Origin of life research is generally conducted in two different, but related, ways: “bottom-up” and “top-down.” “Bottom-up” researchers seek a combination of chemical reactions that could have yielded a simple, first life-form on the early Earth. “Top-down” researchers seek to understand the simplest of contemporary life-forms, primarily by ascertaining their minimum genome requirements.1 Pathways forged by “bottom-up” and “top-down” camps theoretically meet somewhere in the middle to catch a glimpse of the first-life’s mysterious appearance as well as its transition into the no-less-elusive last universal common ancestor (LUCA).
Both routes must reckon with the empirically determined essentials of life: energy production and metabolism (including catalysts and/or enzymes), information-bearing replicating molecules (including translation mechanisms), and a cell barrier to partition off life from non-life (yet allow interaction with the external environment). Befuddled by simplest life’s innate complexity, both camps would desire to simplify their labors by jettisoning any nice-but-unnecessary, auxiliary cellular functions in order to find a “basic” unit of life that is relatively simple.
Bottom-up researchers are continually plagued with the finding the appropriate prebiotics in realistic concentrations and determining the mechanisms by which they could all come together to successfully produce living cells given the conditions of the early Earth. First, they possess an inadequate knowledge of such conditions, and what they do know seems to mitigate against life. To make matters worse, each hypothetical (and often convoluted) chemical pathway thought to produce a single nascent necessity seems to work against other pathways that lead to products no less important. Yet, all the parts seem to have arrived simultaneously to work in concert rather quickly – a little too quickly. Finally, there is the perpetual problem of the experimenters themselves, who continuously inject their own intelligent influence to purportedly produce a naturalistic outcome. Bottom-up researchers are therefore caught in a maddening loop that still yet lacks life.

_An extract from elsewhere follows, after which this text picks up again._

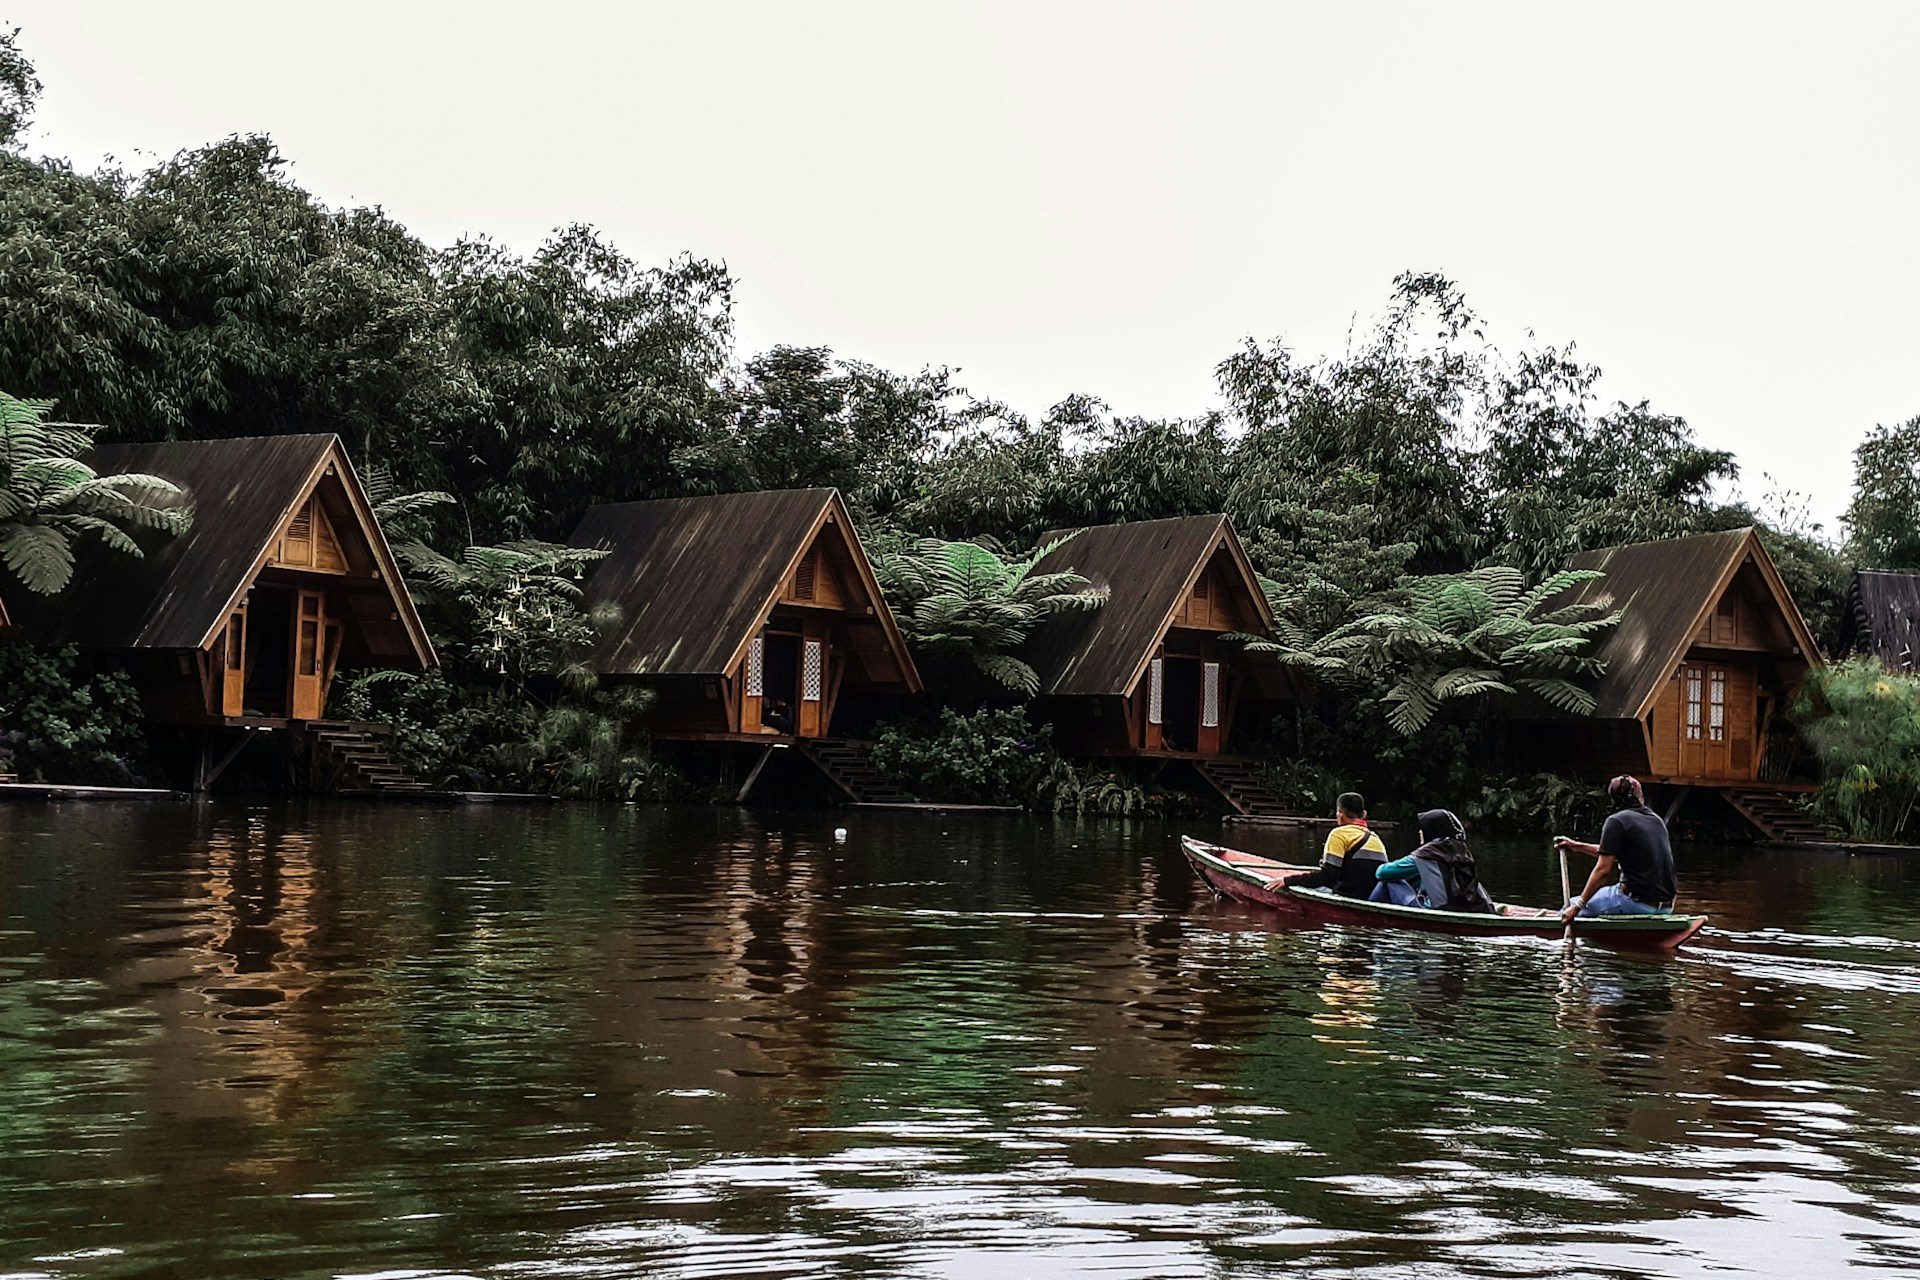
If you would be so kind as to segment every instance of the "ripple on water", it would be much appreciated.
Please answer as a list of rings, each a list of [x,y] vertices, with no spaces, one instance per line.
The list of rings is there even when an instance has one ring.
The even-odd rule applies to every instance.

Whereas the bottom-up approach seeks a feasibly authentic origin of Earth-life starting from simple chemical compounds, the top-down approach starts with existing organics and bioinformation and seeks to gain mastery over it. A comprehensive knowledge of the life’s minimum genome requirements not only allows an enhanced characterization of LUCA, but it also affords the opportunity to refashion life into new, synthetic forms. These scientists seek not only enlightenment but empowerment. Life can be stripped down and refurbished for specific purposes such as the production of tailored biomedical compounds or renewable energy resources.”2 Like those pursuing a bottom-up approach, these top-down researchers also search out the mechanisms required to build biomolecules, but they are less concerned about the chemical history of “life as we know it.” All available ingenuity, materials, and technologies are fair play when constructing “life as it could be.”3
If top-downers could successfully synthesize a living cell “from scratch” (simple, inorganic compounds) as they are instructed in the lessons of life by today’s simplest organisms, this would provide a much-desired proof-of-principle for the bottom-up researchers; it would show that life can be constructed from chemicals. For now, however, these researchers can fundamentally change the characteristics of existing cells, but they must rely heavily on existing organics and bioinformation. Quite remarkably, Craig Venter’s team at Synthetic Genomics, Inc., has apparently transformed Mycoplasma capricolum into Mycoplasma mycoides by implanting a synthetic genome of the former into the latter. 4 They cannot yet initiate life, though they soon might. Even so, though the nature of the physical world may be further elucidated, the necessity of intelligent agency will be simultaneously affirmed. Scientists may manipulate existing matter and information systems in ways that produce physical life demanding at least hundreds of genes,5 but this is a minimum complexity that is still uncomfortably complex from a naturalistic, bottom-up perspective. Yet according to Scripture, various forms of life are more than merely physical and may also manifest that which is soulish and spiritual.6 When scientists look beyond where empiricism can probe, they may find more meaning in the mysteries than the mechanisms.
“Let no one deceive himself. If anyone among you thinks that he is wise in this age, let him become a fool that he may become wise. The wisdom of this world is folly with God. For it is written, ‘He catches the wise in their craftiness,’ and again, ‘The Lord knows the thoughts of the wise, that they are futile.’ So let no one boast in men.” 1 Corinthians 3:18-20
1 Fazale Rana, Creating Life in the Lab (Grand Rapids: Baker, 2011), Chapter 3.*
2 Ibid, Chapters 3-4.*
3 Ibid, Chapter 4.*
4 Ibid, Chapter 3.*
5 Ibid.
6 Fazale Rana and Hugh Ross, Origins of Life: Biblical and Evolutionary Models Face Off (Covina, CA: Reasons to Believe, 2014), 79.
*Page numbers not available in Kindle edition.